The JikesRVM has always assumed that Collection.outOfMemory() never returns.

        if (failWithOOM) {
          VM.collection.outOfMemory();
          VM.assertions.fail("Not Reached"); // THIS IS UNREACHABLE!
          return Address.zero();
        }

There is no way to express in Java that a function never returns (like Rust's fn () -> !), so JikesRVM uses assertions. The return statement is there to make compilation successful.

It doesn't work in the Rust MMTk

In Rust MMTk, the VM binding cannot unwind the stack in Collection::out_of_memory, at least not in a portable way. When using the Rust MMTk, the VM, the MMTk core and the application code may have different ABIs. Take the OpenJDK binding for example.

  • The VM and the C++ part of the VM binding are implemented in C++ and are AoT compiled.
  • MMTk and the Rust part of the binding are implemented in Rust and are AoT compiled.
  • The application code is provided as bytecode, and is either interpreted or JIT compiled.

If Collection::out_of_memory were to throw an exception directly, it will throw from C++ code (VM and VM binding) to Rust (VM binding and MMTk core) to JIT-compiled machine code. This crosses three languages.

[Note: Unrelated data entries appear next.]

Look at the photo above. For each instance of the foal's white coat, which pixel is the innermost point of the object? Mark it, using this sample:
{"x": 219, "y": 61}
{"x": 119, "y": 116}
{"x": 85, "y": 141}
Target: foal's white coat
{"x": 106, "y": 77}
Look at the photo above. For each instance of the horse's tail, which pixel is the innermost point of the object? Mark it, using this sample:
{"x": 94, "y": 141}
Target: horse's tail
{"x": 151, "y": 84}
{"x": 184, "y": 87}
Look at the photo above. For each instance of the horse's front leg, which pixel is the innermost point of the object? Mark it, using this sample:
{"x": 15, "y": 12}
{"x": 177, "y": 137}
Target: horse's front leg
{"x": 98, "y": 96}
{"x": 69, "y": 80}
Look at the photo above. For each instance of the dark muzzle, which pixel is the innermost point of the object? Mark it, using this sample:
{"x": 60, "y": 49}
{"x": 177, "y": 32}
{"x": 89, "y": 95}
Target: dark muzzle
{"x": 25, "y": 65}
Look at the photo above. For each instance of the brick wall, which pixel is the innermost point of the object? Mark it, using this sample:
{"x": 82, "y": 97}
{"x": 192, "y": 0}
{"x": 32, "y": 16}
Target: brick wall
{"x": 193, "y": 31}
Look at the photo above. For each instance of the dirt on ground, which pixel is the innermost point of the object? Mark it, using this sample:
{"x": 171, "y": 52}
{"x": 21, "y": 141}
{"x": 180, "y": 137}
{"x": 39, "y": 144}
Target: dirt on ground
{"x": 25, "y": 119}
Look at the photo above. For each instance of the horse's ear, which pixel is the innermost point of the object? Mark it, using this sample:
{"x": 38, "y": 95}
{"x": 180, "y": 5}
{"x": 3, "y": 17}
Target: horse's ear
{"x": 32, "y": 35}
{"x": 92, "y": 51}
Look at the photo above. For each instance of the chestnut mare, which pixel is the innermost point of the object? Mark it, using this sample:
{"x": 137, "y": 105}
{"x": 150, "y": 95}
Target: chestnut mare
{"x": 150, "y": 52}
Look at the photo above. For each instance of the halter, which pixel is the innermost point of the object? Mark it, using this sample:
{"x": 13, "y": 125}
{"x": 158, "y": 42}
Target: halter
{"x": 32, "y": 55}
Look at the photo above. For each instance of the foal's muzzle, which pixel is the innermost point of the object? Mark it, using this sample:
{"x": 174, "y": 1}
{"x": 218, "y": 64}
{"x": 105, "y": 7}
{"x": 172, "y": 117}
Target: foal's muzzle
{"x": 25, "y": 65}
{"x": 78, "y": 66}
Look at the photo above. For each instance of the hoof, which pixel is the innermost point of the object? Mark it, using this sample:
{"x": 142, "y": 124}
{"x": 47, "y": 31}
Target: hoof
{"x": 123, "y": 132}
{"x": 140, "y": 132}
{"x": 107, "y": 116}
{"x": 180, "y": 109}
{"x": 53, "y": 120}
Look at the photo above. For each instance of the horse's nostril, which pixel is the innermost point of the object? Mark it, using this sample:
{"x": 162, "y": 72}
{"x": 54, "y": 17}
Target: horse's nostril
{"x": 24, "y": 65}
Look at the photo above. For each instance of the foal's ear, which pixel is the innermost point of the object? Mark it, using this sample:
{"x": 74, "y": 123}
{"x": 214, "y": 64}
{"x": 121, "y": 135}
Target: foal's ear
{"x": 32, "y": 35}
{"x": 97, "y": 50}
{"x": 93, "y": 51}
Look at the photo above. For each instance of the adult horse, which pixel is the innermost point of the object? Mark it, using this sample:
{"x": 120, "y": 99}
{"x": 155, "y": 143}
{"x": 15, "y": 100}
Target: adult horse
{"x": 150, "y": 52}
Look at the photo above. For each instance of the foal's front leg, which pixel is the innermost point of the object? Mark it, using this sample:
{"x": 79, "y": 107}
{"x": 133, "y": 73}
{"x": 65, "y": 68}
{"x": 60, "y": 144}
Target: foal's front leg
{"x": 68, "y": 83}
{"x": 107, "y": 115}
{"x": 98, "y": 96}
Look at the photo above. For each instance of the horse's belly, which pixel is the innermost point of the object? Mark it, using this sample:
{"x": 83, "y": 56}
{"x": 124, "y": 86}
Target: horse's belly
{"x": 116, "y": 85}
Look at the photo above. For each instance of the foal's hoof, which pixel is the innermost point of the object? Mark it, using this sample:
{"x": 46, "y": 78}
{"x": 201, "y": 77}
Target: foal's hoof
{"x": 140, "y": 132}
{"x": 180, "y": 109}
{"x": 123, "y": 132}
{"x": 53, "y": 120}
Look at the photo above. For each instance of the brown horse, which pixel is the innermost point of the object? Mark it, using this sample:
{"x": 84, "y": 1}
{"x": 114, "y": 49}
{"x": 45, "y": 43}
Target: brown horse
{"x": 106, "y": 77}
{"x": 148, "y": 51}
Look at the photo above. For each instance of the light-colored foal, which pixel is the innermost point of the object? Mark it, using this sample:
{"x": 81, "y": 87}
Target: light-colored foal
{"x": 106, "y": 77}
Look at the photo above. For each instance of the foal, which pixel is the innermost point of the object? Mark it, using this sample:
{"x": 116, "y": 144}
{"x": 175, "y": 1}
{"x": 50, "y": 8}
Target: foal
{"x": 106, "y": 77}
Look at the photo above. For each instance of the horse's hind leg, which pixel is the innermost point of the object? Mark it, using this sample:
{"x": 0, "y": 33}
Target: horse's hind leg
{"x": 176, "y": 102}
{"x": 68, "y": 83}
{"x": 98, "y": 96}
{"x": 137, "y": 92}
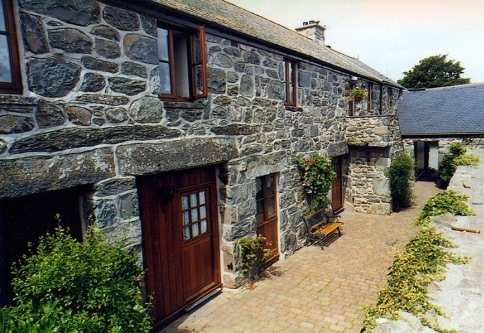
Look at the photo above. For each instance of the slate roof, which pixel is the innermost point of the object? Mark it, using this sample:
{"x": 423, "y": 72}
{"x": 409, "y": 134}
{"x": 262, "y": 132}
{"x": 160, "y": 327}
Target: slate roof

Rust doesn't have the concept of exceptions (while panic!() is implemented with some form of stack unwinding), and C++ exceptions and Java exceptions are implemented in different ways.

The only safe way to transfer control back to the application is returning frame by frame out of memory_manager::alloc.

Proposed API changes

Allocation

First of all, memory_manager::alloc and memory_manager::alloc_with_options shall be able to return error values.

pub fn memory_manager::alloc(...) -> Result<Address, AllocationFailure> { ... }
pub fn memory_manager::alloc_with_options(...) -> Result<Address, AllocationFailure> { ... }

pub enum AllocationFailure {
    /// The memory has exhausted.  The VM binding should raise out-of-memory error to the application.
    OutOfMemory,
    /// The allocation is not at a safepiont, but the allocation could not be satisfied without a GC.
    WouldBlock,
}

Currently, these are the two possible errors the VM binding could get.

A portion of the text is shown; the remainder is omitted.